ワクチンを打ちたくない本当の理由に
寄り添ってあげよう

 高齢の親がコロナワクチンを打たないと言ったら、まずは、その理由を聞くようにしましょう。それにはほんの少しのコツが必要です。

 私の元へ相談にきた社員に、親がワクチンを打たない理由を聞いてみると、「副作用(副反応)が怖い」「接種してもかかるときはコロナにかかるから」「若い人が先に打つべき」といった答えでした。しかし、その背景にある親の気持ちや、そういう結論に至った根拠までを理解できている社員(お子さん)はいませんでした。

 でも、その根底にある理由が分かったら、親の不安を解決できるかもしれません。例えば、副反応が怖いという気持ちがテレビ等の影響を受けすぎているのであれば、厚生労働省や世界保健機関(WHO)などの信頼できる情報を親に提供してはいかがでしょうか。
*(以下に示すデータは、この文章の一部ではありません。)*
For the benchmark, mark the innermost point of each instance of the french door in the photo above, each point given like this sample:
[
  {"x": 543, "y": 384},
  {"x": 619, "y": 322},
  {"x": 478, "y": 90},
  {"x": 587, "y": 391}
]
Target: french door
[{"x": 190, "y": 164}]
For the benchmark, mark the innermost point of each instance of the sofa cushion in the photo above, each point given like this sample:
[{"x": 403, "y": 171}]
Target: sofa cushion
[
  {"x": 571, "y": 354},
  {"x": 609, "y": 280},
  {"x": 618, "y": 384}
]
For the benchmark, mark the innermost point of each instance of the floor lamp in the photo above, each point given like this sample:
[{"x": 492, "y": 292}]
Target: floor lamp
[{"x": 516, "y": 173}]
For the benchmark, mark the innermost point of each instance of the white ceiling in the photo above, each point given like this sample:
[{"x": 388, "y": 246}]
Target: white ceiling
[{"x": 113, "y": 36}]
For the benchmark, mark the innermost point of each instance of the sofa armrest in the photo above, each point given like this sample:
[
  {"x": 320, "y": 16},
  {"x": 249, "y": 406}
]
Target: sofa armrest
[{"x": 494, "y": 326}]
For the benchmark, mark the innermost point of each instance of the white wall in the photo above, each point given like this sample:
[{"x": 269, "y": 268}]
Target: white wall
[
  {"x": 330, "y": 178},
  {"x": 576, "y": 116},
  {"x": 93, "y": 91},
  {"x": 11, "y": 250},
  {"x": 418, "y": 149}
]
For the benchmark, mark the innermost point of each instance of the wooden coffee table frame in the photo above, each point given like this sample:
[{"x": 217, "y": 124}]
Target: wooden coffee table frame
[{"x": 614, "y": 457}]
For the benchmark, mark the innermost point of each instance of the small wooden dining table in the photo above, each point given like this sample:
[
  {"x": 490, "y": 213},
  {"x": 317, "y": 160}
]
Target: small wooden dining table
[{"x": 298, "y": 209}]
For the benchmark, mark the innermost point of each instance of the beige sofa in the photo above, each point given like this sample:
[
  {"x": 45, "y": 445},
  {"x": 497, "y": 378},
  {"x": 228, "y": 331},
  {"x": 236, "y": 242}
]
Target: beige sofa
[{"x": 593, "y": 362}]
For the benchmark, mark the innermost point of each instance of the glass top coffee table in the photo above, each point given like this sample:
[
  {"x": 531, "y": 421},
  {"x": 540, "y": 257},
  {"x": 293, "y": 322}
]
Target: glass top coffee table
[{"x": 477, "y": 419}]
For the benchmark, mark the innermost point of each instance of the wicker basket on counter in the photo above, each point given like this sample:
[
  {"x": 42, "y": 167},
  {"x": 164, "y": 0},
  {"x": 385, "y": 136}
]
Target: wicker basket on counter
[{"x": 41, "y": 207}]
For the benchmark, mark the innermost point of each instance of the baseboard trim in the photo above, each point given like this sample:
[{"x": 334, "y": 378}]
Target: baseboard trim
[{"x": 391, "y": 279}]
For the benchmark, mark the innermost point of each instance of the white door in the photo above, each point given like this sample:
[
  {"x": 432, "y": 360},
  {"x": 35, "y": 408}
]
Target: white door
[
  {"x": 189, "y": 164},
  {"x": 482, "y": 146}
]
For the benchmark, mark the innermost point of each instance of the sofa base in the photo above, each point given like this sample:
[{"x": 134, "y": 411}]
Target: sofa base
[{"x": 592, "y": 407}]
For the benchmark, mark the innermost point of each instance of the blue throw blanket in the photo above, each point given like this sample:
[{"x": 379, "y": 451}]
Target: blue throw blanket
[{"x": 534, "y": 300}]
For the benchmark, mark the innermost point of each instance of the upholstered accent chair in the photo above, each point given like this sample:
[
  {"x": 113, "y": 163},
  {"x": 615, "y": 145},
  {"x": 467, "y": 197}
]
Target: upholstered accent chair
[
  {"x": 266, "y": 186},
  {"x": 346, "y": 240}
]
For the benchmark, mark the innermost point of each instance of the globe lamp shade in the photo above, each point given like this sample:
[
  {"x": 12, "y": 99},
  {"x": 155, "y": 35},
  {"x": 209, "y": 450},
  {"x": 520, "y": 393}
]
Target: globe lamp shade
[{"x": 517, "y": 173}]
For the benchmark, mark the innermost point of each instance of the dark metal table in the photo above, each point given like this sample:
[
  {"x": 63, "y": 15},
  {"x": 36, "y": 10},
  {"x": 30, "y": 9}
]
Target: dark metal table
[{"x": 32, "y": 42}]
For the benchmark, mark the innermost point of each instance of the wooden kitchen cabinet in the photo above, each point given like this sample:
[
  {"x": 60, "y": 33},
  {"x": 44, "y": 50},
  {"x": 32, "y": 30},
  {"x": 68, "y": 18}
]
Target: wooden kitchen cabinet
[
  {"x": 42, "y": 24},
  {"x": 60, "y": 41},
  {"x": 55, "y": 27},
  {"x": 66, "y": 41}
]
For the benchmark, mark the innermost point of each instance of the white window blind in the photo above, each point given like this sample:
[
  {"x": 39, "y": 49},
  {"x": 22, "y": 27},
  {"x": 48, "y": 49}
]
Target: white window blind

 また、親が過去に薬の副作用でつらい経験をしているのなら、かかりつけ医に一緒に相談に行けば、過去の副作用と今回のワクチンは関係ないと説明してくれるでしょう。

 過去にワクチンで重たいアレルギー反応であるアナフィラキシーを起こした人は、コロナワクチンの接種を勧めません。しかし、実際にはそのような人は少なく、飲み薬でじんましんが出た経験から嫌がるケースが多い印象です。

 それでも頑なに接種を嫌がるようであれば、「とても残念に思うが、自分たちが親に感染させたくはないので、しばらくは孫を含めて会えない」ということを伝えてみてはいかがでしょうか。ある社員は、親が「孫に会うため」という理由ですぐに考えを変えてくれたと報告してくれました。